Skip to content

Improving startup time

Charles Oliver Nutter edited this page May 12, 2021 · 30 revisions

JRuby, being built atop an optimizing VM (the JVM), sometimes tends to start up more slowly than the C-based, non-optimizing standard Ruby. This can often be very frustrating when running lots of commands at the command line. This page offers some tips and tricks to improve startup time

Note that some of these tips are not recommended for general execution; for example, disabling JRuby's JIT will obviously reduce runtime performance. Mix and match to suit your needs.

Use the "--dev" flag

As of JRuby 1.7.12 and jruby-launcher 1.1.0, you can pass the --dev option to JRuby to choose the fastest-starting JVM and JRuby flags (at the expense of long-running code speed). Currently this enables the following settings:

  • client mode where applicable (generally older 32-bit JVMs)
  • TieredCompilation and TieredStopAtLevel=1, equivalent to client mode on newer Hotspot-based JVMs
  • compile.mode=OFF to disable JRuby's JVM bytecode compiler
  • jruby.compile.invokedynamic=false to disable the slow-to-warmup invokedynamic features of JRuby

The --dev flag combines several tips from below, as noted.

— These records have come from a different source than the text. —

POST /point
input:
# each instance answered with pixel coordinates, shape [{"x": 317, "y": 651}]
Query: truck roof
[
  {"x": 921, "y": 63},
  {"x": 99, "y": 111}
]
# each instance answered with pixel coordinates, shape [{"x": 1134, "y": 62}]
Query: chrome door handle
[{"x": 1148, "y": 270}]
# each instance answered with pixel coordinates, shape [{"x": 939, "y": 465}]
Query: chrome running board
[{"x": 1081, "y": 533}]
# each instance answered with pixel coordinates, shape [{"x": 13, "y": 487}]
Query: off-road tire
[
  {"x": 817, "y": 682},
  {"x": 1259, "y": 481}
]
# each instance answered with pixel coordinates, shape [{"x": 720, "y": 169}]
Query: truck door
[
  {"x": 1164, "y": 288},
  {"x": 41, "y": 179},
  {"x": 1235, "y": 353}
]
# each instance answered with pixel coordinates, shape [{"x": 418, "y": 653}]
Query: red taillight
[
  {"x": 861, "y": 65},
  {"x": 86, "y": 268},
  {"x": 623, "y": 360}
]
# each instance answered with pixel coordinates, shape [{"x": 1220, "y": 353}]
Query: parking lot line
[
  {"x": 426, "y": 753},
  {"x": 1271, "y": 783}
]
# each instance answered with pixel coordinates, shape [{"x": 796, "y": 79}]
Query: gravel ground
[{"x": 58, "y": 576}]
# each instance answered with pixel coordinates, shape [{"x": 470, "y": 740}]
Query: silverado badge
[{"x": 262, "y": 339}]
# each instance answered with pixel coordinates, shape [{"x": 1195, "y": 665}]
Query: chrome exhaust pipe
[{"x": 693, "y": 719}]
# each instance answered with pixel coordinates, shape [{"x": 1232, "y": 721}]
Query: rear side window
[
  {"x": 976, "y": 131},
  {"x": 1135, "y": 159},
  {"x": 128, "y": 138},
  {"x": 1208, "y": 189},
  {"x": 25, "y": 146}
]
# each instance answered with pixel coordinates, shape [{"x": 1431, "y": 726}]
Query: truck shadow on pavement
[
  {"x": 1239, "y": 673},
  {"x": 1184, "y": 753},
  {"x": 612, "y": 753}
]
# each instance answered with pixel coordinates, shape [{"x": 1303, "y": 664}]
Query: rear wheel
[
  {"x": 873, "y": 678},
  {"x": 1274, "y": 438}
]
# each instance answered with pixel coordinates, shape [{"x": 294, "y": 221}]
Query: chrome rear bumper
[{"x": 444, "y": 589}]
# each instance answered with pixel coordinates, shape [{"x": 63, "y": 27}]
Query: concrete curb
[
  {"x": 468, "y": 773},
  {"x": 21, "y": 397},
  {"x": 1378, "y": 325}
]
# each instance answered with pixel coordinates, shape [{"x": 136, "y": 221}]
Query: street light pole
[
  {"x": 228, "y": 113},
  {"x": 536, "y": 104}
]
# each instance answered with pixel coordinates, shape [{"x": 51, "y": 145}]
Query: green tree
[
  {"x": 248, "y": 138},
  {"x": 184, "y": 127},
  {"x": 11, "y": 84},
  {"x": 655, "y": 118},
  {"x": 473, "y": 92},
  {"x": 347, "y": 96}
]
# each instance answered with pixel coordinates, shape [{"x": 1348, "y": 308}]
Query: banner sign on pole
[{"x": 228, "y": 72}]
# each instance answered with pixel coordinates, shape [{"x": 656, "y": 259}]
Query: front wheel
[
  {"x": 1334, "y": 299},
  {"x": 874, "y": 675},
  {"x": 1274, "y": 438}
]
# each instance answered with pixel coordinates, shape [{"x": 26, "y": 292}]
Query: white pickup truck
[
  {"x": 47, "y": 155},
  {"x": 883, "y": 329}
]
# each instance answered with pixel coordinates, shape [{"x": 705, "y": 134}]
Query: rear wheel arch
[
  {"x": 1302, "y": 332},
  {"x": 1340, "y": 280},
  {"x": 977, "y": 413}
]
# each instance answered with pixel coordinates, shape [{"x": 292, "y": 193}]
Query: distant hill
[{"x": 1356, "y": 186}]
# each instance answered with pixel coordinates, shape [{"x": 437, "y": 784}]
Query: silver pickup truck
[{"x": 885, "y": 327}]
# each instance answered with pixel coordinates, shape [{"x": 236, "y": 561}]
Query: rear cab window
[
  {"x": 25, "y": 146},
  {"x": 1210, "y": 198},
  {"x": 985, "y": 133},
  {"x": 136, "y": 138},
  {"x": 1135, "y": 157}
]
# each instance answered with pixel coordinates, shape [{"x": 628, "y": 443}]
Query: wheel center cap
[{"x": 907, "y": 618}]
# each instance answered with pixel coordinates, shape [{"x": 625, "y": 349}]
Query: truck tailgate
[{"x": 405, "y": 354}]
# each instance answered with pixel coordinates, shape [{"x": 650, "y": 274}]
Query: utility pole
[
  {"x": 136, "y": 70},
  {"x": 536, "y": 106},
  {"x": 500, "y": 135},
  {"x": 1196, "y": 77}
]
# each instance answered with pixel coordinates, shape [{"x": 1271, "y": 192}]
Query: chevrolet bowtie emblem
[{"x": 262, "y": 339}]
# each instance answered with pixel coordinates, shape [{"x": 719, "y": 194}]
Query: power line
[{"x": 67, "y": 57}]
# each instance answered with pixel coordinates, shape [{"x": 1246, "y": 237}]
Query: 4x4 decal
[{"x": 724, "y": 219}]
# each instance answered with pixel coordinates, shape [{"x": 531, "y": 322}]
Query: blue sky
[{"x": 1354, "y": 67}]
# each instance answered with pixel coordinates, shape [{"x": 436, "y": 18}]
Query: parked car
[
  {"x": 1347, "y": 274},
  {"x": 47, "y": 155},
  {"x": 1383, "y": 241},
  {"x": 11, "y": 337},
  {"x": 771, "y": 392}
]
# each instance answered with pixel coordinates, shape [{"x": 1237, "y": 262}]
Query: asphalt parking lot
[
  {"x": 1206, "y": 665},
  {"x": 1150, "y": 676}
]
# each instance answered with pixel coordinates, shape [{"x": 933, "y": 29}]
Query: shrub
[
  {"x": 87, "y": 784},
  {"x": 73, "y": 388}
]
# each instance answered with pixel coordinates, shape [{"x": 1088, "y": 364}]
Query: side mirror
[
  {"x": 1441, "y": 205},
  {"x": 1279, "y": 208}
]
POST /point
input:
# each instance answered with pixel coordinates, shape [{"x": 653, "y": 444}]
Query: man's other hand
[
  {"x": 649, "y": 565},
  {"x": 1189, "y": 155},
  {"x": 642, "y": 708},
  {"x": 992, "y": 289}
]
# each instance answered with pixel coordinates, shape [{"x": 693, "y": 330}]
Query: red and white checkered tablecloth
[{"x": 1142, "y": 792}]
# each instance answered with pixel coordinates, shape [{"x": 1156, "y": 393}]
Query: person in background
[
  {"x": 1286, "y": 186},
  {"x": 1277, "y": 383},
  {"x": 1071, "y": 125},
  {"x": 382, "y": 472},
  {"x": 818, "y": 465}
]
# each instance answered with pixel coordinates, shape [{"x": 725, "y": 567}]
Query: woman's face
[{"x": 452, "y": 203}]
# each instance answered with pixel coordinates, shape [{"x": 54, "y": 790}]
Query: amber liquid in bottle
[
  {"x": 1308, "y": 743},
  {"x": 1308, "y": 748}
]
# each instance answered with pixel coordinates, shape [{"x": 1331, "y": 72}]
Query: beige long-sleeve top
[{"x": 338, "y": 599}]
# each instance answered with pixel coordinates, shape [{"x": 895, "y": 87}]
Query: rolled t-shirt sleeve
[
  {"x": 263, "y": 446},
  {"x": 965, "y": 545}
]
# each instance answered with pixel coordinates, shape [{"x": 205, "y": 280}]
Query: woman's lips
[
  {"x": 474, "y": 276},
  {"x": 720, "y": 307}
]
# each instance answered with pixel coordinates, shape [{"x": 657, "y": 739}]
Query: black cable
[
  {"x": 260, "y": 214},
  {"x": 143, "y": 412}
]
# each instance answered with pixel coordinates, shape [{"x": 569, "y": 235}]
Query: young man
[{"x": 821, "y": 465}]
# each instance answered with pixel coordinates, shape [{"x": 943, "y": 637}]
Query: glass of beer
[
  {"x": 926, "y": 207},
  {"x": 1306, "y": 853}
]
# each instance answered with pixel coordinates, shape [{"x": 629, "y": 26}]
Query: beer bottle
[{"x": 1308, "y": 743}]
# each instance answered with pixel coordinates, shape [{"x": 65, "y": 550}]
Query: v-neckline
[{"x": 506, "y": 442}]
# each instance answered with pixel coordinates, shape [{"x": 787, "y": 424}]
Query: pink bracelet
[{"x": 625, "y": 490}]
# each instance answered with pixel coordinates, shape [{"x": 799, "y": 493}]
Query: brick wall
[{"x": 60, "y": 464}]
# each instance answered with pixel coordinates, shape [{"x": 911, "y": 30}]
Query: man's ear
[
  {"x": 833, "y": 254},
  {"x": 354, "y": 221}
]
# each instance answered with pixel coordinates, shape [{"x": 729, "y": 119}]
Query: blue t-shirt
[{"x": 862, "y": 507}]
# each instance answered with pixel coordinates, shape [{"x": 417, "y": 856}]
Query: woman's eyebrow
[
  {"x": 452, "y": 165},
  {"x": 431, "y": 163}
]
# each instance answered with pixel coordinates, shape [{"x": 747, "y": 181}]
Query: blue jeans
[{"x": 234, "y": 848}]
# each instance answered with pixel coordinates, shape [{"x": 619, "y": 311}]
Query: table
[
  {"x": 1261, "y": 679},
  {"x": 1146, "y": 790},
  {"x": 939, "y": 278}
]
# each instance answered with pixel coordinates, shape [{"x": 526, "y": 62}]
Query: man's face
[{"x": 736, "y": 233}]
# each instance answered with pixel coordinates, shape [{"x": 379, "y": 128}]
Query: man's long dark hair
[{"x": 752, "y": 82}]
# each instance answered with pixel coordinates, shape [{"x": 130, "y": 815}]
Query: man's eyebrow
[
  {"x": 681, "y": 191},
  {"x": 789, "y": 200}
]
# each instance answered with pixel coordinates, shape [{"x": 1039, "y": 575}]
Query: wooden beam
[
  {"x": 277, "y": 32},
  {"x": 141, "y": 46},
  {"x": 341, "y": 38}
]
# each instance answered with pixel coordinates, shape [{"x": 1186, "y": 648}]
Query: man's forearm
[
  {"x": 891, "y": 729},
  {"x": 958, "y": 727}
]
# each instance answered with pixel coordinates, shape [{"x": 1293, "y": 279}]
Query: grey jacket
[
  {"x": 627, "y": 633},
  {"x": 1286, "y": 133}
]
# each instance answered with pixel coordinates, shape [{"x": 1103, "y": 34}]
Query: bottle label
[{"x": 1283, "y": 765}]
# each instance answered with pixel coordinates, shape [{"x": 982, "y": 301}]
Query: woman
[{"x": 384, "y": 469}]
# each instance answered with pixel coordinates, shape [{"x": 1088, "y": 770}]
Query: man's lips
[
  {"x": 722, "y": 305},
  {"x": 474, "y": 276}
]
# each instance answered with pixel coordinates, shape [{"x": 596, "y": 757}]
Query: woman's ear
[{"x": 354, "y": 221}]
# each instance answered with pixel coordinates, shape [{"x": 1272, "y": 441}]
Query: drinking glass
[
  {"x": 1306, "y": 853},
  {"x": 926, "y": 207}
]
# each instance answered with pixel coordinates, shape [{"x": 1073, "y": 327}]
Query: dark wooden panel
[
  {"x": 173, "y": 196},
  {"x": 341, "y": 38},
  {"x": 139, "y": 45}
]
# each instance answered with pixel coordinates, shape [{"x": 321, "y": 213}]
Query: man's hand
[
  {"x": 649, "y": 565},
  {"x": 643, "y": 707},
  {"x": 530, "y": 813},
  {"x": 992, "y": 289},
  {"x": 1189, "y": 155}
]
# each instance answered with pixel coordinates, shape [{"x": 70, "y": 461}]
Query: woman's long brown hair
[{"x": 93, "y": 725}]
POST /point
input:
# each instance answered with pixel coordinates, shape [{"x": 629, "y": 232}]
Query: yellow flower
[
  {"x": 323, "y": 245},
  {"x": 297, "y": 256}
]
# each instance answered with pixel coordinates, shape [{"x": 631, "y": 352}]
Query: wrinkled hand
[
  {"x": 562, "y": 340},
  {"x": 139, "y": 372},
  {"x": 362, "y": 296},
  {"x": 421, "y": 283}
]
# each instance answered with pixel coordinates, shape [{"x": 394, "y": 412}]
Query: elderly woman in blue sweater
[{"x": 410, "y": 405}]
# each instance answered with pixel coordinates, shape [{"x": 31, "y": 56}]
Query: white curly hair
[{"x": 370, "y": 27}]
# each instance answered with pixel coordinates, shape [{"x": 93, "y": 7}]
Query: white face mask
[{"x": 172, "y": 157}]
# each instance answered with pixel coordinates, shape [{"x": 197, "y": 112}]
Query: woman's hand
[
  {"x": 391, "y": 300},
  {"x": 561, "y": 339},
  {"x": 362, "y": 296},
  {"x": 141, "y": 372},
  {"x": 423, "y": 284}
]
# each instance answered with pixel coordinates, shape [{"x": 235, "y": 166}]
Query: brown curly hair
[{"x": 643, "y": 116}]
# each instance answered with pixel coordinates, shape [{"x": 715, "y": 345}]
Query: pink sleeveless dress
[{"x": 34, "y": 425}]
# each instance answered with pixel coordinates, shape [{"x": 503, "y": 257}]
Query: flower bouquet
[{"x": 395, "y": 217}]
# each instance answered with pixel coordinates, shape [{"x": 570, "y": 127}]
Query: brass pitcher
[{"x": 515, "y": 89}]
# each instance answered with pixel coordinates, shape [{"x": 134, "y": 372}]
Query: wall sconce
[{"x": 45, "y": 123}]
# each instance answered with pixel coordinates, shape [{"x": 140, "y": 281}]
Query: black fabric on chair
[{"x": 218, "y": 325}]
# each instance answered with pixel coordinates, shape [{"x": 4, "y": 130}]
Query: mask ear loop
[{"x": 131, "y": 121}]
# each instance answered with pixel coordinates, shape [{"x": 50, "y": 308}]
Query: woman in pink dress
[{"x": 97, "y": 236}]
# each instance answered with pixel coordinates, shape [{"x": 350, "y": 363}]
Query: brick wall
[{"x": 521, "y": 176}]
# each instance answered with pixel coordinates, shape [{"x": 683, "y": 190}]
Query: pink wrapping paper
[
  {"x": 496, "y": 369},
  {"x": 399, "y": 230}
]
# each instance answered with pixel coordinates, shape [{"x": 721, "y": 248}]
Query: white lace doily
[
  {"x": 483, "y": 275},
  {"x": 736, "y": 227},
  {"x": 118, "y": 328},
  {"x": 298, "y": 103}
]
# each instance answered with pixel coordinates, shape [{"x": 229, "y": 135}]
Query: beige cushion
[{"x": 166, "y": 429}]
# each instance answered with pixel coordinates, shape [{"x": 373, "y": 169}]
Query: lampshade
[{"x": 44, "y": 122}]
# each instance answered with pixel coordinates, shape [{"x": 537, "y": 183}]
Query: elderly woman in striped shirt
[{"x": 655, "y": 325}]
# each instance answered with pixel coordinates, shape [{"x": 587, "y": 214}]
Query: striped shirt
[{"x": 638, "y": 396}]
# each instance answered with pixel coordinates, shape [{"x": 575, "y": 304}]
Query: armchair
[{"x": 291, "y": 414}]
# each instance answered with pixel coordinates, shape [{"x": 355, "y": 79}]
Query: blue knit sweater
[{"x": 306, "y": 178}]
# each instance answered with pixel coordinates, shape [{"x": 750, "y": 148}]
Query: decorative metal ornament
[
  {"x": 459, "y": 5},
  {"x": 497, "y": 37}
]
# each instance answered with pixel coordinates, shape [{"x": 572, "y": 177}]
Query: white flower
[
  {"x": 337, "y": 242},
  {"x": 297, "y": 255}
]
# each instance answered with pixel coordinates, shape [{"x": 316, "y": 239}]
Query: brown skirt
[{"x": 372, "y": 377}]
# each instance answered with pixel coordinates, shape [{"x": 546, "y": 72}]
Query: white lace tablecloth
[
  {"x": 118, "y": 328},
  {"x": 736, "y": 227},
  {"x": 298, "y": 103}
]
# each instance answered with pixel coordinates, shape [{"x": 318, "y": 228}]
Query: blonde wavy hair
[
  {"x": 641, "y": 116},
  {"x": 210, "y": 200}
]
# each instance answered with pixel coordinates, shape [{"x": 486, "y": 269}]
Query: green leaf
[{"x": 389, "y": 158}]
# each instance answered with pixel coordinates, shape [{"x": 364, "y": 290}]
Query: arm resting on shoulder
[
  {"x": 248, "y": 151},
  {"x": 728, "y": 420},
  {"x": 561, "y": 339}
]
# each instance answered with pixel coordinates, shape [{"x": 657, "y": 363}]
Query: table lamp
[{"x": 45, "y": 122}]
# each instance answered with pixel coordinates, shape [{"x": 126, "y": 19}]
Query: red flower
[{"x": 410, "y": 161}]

Ensure your system has adequate entropy

Via issues like jruby/jruby#1896, we have learned that some Linux users run into startup and execution bottlenecks due to exhausting the random number entropy pool.

When JRuby boots up, the JDK libraries responsible for random number generation go to /dev/random for (at least) initial entropy. After this point, more recent versions of JRuby will use a PRNG for subsequent random numbers, but older versions will continue to return to /dev/random. Unfortunately /dev/random can "run out" of "good" random numbers, providing a guarantee that reads from it will not return until the entropy pool is restored. On some systems -- especially virtualized -- the entropy pool can be small enough that this slows down JRuby's startup time or execution time significantly.

You may be able to solve these issues by supplying more entropy to the Linux kernel or by configuring it to maintain a larger entropy pool on its own. Here's a good article on setting up additional sources of entropy.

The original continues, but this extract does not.